Write the results into a context file (e.g. evidence.md) with:
- the verified reference(s),
- a 1-2 sentence justification,
- and any exact wording constraints you want enforced.
Re-run with --context-file evidence.md (and optionally --max-rounds 1):

python3 "$PAPER_REVISER/scripts/bin/paper_reviser_edit.py" \
  --in /path/to/draft.tex \
  --out-dir /tmp/paper_reviser_out_r2 \
  --run-models \
  --writer-backend claude --writer-model opus \
  --auditor-backend gemini --auditor-model gemini-3.1-pro-preview \
  --context-file /path/to/evidence.md \
  --max-rounds 1

Build a research-team verification plan (JSON)

To help a research workflow orchestrate literature verification, you can convert verification_requests.json into a deterministic plan of research-team literature_fetch.py commands:

python3 "$PAPER_REVISER/scripts/bin/build_verification_plan.py" \
  --in /tmp/paper_reviser_out/verification_requests.json \
  --out /tmp/paper_reviser_out/verification_plan.json \
  --kb-dir verification/knowledge_base/literature \
  --trace-path verification/knowledge_base/methodology_traces/literature_queries.md \
  --arxiv-src-dir verification/references/arxiv_src

Then execute the plan tasks (typically under an approval gate) and write per-item evidence notes. Finally re-run paper-reviser with either --context-file evidence.md or --context-dir evidence/.

Contract Highlights

Evidence-calibrated revision contract: do not default to hedging. Keep strong supported statements, strengthen underclaimed text when evidence warrants it, and weaken only for genuine evidence/logic/literature gaps.
Referee-response mode contract: detected from context/structure rather than file naming; referee comments are read-only, only author responses/manuscript revisions may change, and every we revised/clarified/added/corrected declaration must be localized to the shortest sufficient manuscript location.
Claim-strength audit + literature/novelty gate: novelty claims require full-text support, not title/abstract/metadata-only checks.
Author color versus latexdiff color contract: author color remains an independent semantic layer; diff colors must stay distinct so colored insertions/deletions remain visible.
Correction-convergence contract: bounded repair rounds must resolve blockers with the smallest sufficient edit and no silent fallback success.

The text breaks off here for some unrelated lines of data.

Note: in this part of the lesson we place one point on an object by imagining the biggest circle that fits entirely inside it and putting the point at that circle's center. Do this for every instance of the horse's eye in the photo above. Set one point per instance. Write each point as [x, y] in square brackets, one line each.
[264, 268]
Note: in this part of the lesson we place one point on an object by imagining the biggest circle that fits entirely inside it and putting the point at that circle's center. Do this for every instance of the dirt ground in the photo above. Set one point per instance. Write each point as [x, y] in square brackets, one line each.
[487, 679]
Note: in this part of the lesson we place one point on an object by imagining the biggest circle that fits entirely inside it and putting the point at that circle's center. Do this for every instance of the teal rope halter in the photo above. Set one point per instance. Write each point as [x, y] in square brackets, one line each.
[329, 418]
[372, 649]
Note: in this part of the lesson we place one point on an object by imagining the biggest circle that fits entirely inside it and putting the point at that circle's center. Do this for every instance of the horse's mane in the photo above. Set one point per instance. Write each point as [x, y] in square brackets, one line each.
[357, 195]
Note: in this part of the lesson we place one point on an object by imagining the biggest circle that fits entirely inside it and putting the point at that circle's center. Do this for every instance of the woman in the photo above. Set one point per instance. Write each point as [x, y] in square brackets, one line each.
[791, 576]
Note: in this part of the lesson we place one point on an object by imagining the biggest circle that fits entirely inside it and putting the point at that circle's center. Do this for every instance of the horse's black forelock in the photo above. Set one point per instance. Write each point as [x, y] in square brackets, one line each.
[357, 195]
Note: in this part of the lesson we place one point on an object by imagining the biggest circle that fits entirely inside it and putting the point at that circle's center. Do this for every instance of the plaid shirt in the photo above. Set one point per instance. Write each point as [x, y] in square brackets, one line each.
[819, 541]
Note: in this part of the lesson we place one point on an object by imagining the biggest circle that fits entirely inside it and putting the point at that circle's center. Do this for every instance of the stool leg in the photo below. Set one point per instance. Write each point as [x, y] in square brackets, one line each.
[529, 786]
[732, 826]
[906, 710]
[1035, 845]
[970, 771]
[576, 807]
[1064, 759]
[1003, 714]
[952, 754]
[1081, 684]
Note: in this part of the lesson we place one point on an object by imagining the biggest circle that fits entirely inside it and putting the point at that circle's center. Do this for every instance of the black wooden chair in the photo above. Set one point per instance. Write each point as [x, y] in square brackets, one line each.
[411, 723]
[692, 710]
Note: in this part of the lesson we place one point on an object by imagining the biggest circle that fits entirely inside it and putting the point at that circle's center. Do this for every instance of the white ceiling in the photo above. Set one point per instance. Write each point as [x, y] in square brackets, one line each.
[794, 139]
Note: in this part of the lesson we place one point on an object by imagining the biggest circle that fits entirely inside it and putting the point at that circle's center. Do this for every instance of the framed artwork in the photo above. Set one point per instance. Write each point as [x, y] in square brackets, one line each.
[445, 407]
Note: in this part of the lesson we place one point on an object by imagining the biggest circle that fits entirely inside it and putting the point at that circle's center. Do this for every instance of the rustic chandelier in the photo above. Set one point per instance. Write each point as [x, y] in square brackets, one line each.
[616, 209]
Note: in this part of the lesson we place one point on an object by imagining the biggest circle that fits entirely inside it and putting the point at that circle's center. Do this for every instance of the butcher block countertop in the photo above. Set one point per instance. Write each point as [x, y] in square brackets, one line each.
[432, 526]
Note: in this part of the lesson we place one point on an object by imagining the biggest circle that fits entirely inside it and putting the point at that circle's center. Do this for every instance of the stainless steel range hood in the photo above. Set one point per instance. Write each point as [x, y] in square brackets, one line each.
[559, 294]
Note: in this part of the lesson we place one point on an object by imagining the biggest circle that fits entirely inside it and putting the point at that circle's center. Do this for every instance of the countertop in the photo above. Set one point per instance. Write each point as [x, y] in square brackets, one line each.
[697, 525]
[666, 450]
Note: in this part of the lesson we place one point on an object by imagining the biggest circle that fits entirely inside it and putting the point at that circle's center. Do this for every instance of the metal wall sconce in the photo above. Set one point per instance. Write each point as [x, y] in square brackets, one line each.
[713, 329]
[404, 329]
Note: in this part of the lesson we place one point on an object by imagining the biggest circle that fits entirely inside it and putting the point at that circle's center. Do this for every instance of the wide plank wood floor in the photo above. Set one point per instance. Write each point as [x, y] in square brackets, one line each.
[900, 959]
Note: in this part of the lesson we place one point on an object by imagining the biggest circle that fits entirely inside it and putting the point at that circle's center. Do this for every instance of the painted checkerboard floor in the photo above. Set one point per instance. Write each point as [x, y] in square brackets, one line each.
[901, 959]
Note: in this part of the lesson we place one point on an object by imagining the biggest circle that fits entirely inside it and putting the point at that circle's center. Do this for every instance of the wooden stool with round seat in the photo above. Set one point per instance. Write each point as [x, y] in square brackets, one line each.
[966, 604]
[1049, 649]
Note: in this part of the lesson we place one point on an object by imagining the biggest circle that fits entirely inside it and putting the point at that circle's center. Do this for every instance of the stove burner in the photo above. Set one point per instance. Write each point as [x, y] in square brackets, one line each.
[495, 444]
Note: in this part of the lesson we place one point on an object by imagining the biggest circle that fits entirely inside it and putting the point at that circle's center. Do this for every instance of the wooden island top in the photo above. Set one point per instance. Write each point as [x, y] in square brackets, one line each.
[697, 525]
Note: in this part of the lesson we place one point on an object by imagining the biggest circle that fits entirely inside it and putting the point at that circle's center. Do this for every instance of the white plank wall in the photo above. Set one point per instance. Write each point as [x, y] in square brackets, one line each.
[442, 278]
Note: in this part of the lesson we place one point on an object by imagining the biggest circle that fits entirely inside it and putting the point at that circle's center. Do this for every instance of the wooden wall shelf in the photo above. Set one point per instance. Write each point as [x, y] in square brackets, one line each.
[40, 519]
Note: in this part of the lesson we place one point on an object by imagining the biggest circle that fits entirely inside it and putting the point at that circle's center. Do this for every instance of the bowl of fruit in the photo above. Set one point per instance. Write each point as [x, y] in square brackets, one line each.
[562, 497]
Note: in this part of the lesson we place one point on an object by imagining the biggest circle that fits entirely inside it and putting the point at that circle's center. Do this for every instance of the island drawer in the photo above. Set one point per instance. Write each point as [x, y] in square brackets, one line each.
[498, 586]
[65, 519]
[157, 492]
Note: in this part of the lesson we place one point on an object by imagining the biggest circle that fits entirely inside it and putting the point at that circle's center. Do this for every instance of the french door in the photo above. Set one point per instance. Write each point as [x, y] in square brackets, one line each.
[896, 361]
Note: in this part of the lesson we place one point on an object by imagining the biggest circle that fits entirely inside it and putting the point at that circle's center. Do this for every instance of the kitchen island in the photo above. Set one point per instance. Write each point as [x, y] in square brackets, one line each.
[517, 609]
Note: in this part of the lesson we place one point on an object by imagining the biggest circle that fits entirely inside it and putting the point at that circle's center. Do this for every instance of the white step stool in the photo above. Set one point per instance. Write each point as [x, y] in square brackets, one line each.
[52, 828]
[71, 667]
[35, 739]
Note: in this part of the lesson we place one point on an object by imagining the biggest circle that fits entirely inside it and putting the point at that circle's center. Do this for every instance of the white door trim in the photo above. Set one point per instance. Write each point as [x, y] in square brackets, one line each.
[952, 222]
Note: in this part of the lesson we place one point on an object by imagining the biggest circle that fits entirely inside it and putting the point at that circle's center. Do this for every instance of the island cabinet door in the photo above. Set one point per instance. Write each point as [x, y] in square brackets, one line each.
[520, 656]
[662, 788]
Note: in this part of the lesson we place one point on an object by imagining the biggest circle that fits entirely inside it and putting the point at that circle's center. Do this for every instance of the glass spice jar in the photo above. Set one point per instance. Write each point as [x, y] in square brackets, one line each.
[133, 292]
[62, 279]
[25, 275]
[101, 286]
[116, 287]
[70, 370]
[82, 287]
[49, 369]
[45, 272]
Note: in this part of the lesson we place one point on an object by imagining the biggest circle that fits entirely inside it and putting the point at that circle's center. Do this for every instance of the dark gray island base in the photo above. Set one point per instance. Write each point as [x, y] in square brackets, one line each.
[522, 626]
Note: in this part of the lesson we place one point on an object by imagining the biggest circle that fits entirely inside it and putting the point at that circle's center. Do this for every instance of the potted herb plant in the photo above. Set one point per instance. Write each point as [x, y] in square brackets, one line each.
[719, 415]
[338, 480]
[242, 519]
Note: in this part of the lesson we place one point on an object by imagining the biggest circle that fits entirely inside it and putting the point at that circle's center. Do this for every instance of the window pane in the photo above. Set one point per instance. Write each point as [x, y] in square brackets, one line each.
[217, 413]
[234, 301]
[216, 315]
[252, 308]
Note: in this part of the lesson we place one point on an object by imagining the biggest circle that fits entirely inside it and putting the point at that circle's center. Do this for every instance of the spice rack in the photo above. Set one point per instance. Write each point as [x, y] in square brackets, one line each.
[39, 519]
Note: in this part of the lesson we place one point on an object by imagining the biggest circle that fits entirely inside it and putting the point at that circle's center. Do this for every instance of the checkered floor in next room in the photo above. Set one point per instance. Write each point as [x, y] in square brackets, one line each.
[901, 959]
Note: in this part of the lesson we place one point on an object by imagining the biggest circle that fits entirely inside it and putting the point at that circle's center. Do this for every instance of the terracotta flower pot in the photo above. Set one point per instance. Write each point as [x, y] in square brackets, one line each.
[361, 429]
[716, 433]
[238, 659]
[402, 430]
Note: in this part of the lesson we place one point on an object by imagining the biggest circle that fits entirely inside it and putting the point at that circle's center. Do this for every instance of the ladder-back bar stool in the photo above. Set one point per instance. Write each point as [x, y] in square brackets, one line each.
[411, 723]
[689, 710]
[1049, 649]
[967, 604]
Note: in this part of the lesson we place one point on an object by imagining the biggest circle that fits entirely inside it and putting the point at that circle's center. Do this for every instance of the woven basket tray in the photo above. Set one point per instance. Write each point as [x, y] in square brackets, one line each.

HEP literature checks (INSPIRE/arXiv)

For high-energy physics (and nearby fields), a practical workflow is:

Use research-team’s literature_fetch.py to search INSPIRE / arXiv and download arXiv LaTeX sources:

# INSPIRE search (returns candidate records)
python3 "$RESEARCH_TEAM/scripts/bin/literature_fetch.py" \
  inspire-search --query "t:your topic AND date:2020->2026" -n 5

# Fetch one INSPIRE record (optional: write a KB note under knowledge_base/)
python3 "$RESEARCH_TEAM/scripts/bin/literature_fetch.py" \
  inspire-get --recid 1234567 --write-note

# Download arXiv LaTeX sources (stored under references/arxiv_src/<arxiv_id>/)
python3 "$RESEARCH_TEAM/scripts/bin/literature_fetch.py" \
  arxiv-source --arxiv-id 2101.01234 --out-dir references/arxiv_src

Skim the downloaded source (TeX/PDF) and write a short evidence.md explaining what is supported/unsupported.
Re-run paper-reviser with --context-file evidence.md so the writer can tighten or correct the statements.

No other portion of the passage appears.